Trade War Tremors
Market days like the one we had yesterday can be scary. At its low point, the S&P 500 was down 3.7%; the equivalent of a 993 point drop in the Dow Jones Industrial Average. It was the first time we’ve had a drop of 2.5% or more in a day since the fourth quarter of 2018.
Back then, though, you’ll recall we had three days where the S&P fell more than 3%. The market ultimately traded down 19.8% from it’s most recent high, but everyone knows what happened next: the Fed began to talk about more accommodation and trade threats began to ease. A day after putting in its bottom, the market was up 5.0%.

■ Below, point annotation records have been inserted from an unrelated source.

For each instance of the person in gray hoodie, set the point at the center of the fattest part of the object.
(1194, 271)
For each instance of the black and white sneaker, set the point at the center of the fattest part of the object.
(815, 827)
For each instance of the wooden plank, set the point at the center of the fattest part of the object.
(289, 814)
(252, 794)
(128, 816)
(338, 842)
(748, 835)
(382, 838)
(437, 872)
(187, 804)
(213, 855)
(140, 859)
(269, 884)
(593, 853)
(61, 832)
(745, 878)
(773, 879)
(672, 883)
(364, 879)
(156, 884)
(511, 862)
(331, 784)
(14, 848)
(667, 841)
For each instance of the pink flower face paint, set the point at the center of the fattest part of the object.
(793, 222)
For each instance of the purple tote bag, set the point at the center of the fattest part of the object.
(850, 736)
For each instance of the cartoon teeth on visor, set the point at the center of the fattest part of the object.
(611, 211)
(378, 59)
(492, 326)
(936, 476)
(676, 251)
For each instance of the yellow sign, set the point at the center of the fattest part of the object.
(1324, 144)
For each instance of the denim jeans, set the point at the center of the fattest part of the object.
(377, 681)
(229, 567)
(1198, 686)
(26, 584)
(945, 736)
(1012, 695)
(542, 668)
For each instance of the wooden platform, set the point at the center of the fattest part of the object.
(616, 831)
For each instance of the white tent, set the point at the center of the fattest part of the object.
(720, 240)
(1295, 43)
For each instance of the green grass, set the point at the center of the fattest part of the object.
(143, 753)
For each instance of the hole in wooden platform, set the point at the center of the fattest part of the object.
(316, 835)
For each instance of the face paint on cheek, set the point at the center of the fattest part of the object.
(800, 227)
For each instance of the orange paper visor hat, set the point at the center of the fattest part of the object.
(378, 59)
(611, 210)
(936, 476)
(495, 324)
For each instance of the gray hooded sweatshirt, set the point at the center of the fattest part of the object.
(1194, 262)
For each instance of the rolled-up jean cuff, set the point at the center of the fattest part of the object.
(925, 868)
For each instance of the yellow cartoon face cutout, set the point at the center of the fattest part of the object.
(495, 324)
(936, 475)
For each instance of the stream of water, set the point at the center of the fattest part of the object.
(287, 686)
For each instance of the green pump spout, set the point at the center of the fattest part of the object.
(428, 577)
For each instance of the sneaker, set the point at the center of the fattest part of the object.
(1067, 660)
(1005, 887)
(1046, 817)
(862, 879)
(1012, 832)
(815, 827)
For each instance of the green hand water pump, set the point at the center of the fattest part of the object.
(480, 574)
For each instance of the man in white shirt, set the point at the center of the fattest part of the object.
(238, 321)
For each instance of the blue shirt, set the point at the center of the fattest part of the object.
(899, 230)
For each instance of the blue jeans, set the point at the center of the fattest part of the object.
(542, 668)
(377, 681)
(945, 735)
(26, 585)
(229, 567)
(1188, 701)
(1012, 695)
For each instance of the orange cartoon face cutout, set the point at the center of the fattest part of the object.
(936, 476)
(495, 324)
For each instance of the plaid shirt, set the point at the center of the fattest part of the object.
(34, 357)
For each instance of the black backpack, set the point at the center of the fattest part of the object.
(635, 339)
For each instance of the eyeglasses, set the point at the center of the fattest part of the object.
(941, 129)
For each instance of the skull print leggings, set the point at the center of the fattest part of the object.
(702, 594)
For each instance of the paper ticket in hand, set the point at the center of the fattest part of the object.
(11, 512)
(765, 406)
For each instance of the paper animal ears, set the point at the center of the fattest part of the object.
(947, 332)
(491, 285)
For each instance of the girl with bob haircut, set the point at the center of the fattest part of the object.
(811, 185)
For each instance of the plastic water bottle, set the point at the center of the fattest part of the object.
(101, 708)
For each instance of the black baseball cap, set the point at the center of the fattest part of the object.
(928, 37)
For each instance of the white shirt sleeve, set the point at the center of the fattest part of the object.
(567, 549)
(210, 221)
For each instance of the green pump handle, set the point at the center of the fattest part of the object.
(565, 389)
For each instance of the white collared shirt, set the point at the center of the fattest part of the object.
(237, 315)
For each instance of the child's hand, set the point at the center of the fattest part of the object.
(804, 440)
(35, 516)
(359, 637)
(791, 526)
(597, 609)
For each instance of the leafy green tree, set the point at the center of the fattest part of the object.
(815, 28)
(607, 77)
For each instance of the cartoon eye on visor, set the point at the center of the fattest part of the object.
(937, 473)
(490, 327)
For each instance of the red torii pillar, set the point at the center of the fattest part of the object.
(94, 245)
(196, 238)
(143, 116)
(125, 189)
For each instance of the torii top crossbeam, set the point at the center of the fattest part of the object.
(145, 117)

This reminded us that the best up days are usually within a few days of the worst days, making market timing twice as difficult: investors experience the pain and “go to cash”, only to miss the ensuing rebound! By April 23rd (roughly four months later) the S&P was at a new all-time high.
What is different about this time is that we don’t (yet) have hindsight in our favor – no one knows how this volatility will play out. What we do know is that it seems like every time the US-China trade war rhetoric heats up, the markets become volatile.
S&P 500 amidst the trade war – timeline of events through August 5, 2019
We believe that the trade dispute seems to be less about trade per se, and more about technology – particularly about the protection of US intellectual property, as well as control over future technology standards. And we know that this feud has a far bigger impact on China than it does the US. Total exports represent 18.8% of Chinese GDP, more than double that of the US – only at 7.9% of our GDP comes from exports.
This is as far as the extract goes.